More on birds: You may be relieved to know that I got out our tallest ladder (it can be configured as a step ladder on which I can climb to a height of about 6 feet, putting my head about 11 feet above the floor of our front porch) and straightened out the windchime "platform" on which the House Finch had built her nest a couple of months ago. I still wasn't high enough (not wanting to go higher on the ladder) to see into the nest; but, I reached in and held up the lone egg that was in the nest - truly a House Finch egg. Mama Finch has been fussing about the nest ever since. I'm thinking that there are probably two eggs in the nest, now. This means that, however many chicks she had in the first brood have fledged.
Awww, baby birds...so cute. Happy Mother's Day CC... ~Joy
Posted by: Joy | May 08, 2011 at 11:30 AM
Thank you, Joy, and the same to you!
Posted by: Cop Car | May 08, 2011 at 05:25 PM
Baby birds are so cute!
Good luck with the exercise, although I'm sure you are well prepared for it.
Posted by: bogie | May 09, 2011 at 03:53 AM
Bogie--I would be well prepared for the exercise had I not gone on assignment. I had just received the "Playbook" and the joint FEMA/Missouri operating plans a few days before leaving on assignment. I just started reading it, yesterday. The "stuff" that I'm supposed to know is about 1700 pages.
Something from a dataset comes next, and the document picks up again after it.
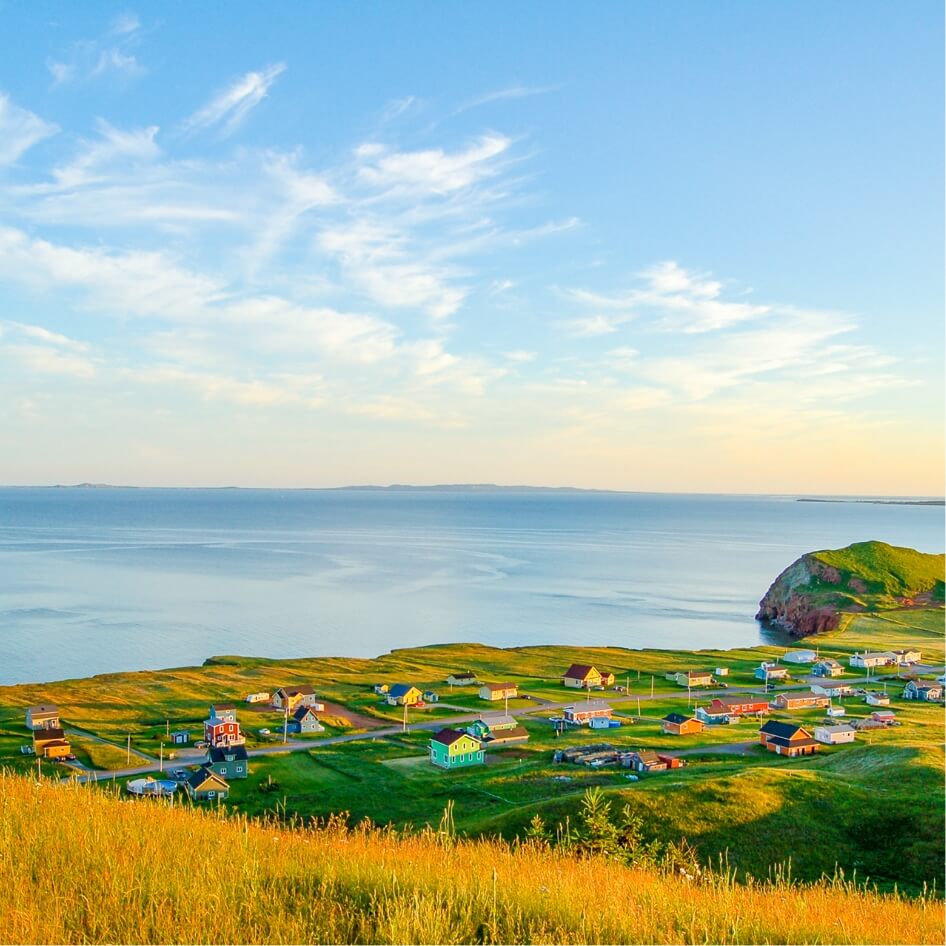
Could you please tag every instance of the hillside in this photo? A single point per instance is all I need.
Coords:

No chance, now.
As I once told your dad: They can train me and teach me and tell me how I'm supposed to do things; but, when I'm on an assignment I just do what needs to be done. The same will go for this exercise.
Posted by: Cop Car | May 09, 2011 at 06:09 AM
You have a lot more energy than I do these days!!!!
And the birds are simply darling!!!!
Posted by: Kay Dennison | May 09, 2011 at 10:45 AM
This year the closest thing to a nest I had was some twigs I found on the floor of my carport under a pillar that a foolish Dove built her nest on one year. We get some strong windstorms here in the Spring and her nest, with all the eggs, blew down. I was glad that the prospective nest builder thought better of her choice of a place to build her home this Spring.
Posted by: Darlene | May 09, 2011 at 05:32 PM
Wow. What a lot you have to do. I can't believe the disasters happening. My husband just said it looks like New Orleans is going to get flooded out again.
Posted by: Hattie | May 13, 2011 at 01:49 AM
Kay--Thanks for the thought; but, from your postings, I do believe that you could run rings around me. I'm anxious for your return.
Darlene--I'm sorry that your dove's choice of building sites proved to be so foolish. Bummer! Glad she learned something.
Hattie--We humans are pretty foolish. Every time we build a levee, it provides conditions that cause the soil to subside. I would bulldoze New Orleans and its levees. Trying to keep people there is a bad, if old, idea. Only sampans should serve as abodes in that area.